C'è stato un momento in cui i musei pullulavano di climatologi. Trascuravano ritratti, arte sacra e nature morte per
affollarsi soprattutto attorno ai paesaggi. Uno di loro, Hans Neuberger, nel 1967 esaminò dodicimila quadri di quarantuno musei europei e statunitensi,
li classificò per gruppi sulla base della provenienza geografica e li sottopose a un’indagine che prevedeva conteggio delle nuvole che vi erano dipinte,
loro categorizzazione (cumuli, cumulonembi, cirrostrati…) ed estensione, analisi della colorazione del cielo, valutazione della visibilità ambientale.

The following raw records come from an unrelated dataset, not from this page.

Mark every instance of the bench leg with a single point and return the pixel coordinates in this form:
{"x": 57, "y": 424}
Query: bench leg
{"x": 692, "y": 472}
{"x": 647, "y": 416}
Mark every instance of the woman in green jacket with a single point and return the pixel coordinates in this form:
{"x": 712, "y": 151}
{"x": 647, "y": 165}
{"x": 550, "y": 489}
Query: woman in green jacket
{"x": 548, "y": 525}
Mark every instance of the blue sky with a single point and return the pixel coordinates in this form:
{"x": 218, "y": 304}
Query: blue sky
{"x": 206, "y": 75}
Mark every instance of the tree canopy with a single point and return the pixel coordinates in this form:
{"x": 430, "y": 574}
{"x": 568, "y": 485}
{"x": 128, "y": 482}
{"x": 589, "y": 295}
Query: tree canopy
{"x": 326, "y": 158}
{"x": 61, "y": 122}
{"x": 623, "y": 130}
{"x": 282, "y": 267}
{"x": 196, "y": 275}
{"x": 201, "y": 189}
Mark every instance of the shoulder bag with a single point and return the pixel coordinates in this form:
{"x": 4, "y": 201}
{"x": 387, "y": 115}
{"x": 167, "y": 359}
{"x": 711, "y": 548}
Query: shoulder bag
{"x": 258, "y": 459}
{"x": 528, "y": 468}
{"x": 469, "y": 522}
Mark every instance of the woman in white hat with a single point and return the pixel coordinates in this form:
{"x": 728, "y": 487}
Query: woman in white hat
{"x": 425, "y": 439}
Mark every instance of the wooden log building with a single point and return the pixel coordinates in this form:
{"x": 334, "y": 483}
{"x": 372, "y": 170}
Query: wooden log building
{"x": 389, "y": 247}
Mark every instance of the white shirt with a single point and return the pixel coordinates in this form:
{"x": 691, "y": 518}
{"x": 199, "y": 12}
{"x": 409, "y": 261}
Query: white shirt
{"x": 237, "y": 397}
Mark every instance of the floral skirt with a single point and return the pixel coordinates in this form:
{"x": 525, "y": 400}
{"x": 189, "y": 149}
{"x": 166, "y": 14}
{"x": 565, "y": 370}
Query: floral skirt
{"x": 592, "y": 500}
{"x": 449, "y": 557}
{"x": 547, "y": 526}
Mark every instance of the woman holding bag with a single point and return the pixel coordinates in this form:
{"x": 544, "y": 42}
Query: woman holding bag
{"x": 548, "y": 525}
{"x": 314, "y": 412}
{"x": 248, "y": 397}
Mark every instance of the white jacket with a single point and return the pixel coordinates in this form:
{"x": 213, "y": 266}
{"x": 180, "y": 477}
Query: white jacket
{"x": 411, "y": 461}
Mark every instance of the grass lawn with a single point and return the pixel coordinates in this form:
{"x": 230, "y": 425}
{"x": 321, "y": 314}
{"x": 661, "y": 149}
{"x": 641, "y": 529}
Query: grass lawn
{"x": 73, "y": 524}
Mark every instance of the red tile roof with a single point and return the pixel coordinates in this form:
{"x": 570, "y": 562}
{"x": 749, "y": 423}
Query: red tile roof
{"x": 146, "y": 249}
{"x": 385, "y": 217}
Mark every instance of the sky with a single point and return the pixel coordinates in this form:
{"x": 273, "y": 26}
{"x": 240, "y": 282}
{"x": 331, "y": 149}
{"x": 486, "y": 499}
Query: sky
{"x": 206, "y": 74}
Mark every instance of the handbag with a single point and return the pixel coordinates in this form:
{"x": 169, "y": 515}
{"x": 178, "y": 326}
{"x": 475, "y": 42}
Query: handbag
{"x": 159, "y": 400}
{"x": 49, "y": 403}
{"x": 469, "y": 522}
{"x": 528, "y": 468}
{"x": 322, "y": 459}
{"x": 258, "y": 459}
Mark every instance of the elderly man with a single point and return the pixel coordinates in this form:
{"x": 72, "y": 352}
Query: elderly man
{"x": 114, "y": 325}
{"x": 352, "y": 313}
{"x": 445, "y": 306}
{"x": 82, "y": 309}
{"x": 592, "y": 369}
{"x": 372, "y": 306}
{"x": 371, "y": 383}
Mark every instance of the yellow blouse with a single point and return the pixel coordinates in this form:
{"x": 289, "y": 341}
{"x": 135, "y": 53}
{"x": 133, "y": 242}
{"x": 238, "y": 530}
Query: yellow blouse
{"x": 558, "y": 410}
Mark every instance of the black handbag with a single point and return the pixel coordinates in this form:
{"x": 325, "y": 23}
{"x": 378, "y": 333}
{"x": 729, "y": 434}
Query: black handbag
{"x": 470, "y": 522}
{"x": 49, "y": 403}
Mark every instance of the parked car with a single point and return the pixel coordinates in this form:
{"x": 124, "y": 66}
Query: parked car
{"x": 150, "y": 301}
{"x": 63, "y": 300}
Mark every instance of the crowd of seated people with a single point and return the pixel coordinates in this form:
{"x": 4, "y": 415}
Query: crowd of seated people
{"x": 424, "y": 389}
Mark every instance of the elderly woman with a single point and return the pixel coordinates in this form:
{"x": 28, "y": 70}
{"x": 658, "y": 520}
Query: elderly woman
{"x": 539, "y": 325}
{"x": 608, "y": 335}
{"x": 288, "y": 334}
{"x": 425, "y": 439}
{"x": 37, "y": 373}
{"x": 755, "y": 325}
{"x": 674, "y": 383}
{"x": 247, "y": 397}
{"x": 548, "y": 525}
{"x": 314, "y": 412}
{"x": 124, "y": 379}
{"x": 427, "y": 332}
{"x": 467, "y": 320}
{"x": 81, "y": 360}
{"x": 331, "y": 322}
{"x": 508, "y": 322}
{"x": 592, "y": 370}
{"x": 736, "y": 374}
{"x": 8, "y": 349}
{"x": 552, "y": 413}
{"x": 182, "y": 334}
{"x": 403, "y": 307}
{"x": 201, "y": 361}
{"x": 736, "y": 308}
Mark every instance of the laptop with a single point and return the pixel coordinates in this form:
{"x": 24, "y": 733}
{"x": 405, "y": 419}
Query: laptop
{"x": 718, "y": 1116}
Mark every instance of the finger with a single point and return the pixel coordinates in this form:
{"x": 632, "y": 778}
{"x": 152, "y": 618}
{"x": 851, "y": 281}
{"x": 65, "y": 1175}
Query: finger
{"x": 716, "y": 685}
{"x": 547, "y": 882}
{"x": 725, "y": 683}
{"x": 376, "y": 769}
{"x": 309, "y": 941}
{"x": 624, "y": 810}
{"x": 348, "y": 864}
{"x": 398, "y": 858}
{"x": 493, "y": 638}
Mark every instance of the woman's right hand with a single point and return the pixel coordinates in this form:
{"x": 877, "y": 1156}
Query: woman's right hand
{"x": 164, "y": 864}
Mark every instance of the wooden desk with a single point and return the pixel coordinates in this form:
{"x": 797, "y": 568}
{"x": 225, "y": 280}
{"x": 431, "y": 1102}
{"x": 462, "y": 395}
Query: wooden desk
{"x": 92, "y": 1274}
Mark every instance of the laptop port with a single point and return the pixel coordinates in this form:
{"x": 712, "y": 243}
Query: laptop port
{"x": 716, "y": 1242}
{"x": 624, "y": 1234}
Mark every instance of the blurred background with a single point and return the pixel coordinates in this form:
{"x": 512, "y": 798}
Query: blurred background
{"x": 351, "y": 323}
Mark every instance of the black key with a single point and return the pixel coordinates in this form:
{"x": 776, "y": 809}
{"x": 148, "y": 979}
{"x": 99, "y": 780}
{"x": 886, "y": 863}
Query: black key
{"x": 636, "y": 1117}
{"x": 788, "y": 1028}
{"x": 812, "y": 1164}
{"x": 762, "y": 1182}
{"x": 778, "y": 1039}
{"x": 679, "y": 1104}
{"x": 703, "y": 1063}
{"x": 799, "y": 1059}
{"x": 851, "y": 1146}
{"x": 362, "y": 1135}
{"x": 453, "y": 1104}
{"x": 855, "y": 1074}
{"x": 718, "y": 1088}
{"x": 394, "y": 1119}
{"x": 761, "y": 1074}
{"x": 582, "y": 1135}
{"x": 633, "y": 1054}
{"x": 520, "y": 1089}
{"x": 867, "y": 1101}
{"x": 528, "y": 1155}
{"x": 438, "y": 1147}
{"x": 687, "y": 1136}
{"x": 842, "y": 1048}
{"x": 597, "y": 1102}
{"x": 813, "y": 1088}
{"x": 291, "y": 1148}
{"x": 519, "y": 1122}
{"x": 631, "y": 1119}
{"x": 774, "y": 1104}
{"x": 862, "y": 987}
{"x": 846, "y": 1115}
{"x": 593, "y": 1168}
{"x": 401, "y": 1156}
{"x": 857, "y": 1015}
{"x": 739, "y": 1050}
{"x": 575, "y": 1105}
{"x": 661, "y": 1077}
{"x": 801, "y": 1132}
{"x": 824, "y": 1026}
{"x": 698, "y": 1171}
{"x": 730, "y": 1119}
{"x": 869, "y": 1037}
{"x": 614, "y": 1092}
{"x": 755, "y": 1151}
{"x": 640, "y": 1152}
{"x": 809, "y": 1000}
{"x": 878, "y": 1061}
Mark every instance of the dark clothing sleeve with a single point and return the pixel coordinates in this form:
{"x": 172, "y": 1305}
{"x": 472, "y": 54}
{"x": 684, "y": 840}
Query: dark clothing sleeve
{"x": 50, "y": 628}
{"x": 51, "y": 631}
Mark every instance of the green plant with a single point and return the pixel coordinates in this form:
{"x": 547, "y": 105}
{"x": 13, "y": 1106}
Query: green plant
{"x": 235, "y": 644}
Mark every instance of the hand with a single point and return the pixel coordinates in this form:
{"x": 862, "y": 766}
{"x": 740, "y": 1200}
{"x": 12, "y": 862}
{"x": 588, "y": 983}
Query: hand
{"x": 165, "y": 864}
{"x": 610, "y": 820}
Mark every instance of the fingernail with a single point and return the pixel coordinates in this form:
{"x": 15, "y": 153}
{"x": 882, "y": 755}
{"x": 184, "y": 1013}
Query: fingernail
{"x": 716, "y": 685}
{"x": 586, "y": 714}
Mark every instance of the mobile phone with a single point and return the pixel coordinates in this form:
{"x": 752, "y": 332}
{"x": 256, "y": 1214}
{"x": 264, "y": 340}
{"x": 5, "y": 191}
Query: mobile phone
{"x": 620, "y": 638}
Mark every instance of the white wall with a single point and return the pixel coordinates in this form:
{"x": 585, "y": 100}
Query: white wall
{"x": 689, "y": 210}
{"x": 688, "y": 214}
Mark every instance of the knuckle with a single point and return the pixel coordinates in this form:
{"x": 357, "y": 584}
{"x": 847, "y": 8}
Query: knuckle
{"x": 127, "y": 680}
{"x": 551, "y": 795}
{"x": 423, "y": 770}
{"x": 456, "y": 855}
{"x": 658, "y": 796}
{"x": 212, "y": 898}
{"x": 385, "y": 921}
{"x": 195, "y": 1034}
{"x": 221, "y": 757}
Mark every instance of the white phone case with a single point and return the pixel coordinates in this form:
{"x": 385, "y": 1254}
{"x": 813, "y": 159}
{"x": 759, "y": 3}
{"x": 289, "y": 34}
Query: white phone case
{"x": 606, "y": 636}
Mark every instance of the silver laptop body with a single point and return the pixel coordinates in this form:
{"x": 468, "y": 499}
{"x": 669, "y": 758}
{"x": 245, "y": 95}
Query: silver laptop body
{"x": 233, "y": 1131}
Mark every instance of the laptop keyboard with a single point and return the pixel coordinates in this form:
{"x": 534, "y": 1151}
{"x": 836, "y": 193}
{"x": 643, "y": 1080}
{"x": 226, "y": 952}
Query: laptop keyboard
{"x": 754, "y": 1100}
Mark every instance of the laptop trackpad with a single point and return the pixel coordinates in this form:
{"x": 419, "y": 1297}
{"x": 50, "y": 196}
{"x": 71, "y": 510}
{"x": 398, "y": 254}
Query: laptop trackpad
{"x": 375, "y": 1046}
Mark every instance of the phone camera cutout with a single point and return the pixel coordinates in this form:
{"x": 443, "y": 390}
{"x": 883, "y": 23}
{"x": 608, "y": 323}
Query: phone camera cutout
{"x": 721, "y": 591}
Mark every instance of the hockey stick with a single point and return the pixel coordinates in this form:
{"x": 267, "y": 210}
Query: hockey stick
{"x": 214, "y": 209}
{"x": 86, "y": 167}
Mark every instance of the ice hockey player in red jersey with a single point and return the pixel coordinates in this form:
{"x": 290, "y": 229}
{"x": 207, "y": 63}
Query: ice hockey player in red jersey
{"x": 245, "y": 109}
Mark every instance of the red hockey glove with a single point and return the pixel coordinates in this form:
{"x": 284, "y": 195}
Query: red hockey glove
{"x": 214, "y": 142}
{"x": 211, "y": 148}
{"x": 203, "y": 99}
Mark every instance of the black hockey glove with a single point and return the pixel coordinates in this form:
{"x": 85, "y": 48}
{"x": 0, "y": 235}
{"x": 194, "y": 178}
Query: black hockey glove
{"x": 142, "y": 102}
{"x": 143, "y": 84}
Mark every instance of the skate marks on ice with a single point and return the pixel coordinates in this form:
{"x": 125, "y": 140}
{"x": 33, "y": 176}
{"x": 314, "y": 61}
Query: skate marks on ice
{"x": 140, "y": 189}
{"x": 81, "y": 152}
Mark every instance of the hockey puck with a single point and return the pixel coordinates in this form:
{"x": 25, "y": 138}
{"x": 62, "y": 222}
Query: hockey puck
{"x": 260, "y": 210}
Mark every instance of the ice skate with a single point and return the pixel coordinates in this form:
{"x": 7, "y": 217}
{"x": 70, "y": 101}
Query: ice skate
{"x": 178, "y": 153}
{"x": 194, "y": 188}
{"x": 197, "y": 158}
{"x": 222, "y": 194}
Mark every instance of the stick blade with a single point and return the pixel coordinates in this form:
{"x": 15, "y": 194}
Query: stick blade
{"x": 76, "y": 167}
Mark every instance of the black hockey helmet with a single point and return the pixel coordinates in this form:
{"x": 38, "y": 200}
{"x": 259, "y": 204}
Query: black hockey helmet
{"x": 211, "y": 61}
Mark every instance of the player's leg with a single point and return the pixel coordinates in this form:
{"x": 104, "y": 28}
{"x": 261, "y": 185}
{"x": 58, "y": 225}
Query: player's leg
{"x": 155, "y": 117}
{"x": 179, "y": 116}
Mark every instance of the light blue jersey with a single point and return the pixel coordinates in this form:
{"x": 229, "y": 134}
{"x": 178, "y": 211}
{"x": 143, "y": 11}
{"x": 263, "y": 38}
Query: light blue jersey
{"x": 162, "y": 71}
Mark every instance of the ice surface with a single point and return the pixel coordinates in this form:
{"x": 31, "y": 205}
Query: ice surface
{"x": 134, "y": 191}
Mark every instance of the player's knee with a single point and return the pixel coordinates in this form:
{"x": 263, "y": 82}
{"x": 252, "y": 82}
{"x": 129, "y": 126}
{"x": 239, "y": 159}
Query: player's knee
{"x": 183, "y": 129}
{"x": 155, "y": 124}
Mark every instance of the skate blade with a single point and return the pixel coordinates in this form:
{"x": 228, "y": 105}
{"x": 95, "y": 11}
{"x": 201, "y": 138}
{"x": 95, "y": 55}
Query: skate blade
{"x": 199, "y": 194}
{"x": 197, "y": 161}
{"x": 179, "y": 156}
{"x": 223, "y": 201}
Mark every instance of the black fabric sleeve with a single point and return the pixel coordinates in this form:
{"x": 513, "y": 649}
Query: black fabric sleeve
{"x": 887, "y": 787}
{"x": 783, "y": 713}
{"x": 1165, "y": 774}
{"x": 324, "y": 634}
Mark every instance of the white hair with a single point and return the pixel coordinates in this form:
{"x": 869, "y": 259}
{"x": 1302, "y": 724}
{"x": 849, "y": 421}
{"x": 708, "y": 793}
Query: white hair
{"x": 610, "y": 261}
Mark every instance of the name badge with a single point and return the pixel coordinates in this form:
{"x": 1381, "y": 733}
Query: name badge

Lo scopo era capire se un dipinto poteva essere usato come dato attendibile per stabilire la situazione climatica di un luogo in un determinato periodo
e, su più ampia scala, contribuire a confermare le informazioni sulle fluttuazioni climatiche derivate da altre fonti.
L’assunto è che il clima
condiziona la produzione di opere d’arte. Affermazione vicina alla banalità nel caso se ne derivi soltanto, per esempio, che un pittore realizzerà
paesaggi diversi a seconda di dove si trova e del periodo dell’anno in cui dipinge. Ma questo tipo di ricerca conduce anche sul terreno scivoloso dello
statuto dell’opera d’arte: fino a che punto è lecito usare un dipinto come un documento? Cercare di trarre informazioni scientifiche (o economiche,
religiose, tecnologiche…) da un’opera d’arte mette a rischio la possibilità di continuare a considerarne il valore estetico? Fino a che punto ci si può
spingere nel forzare le intenzioni dell’artista?
Non è questo il luogo per entrare nel merito della dimensione ermeneutica delle opere d’arte. È qui sufficiente condividere il dato che ogni artefatto
umano è di per sé un “documento”, leggibile a diversi livelli e per diversi scopi. Tutti condizionati dai filtri culturali, ideologici, storici del
“lettore”, dalle sue tecniche di indagine, intenzioni e nozioni. Questo assunto rende dunque lecito cercarvi prove relative al clima quanto, per
esempio, pretendere di cercarvi “bellezza”.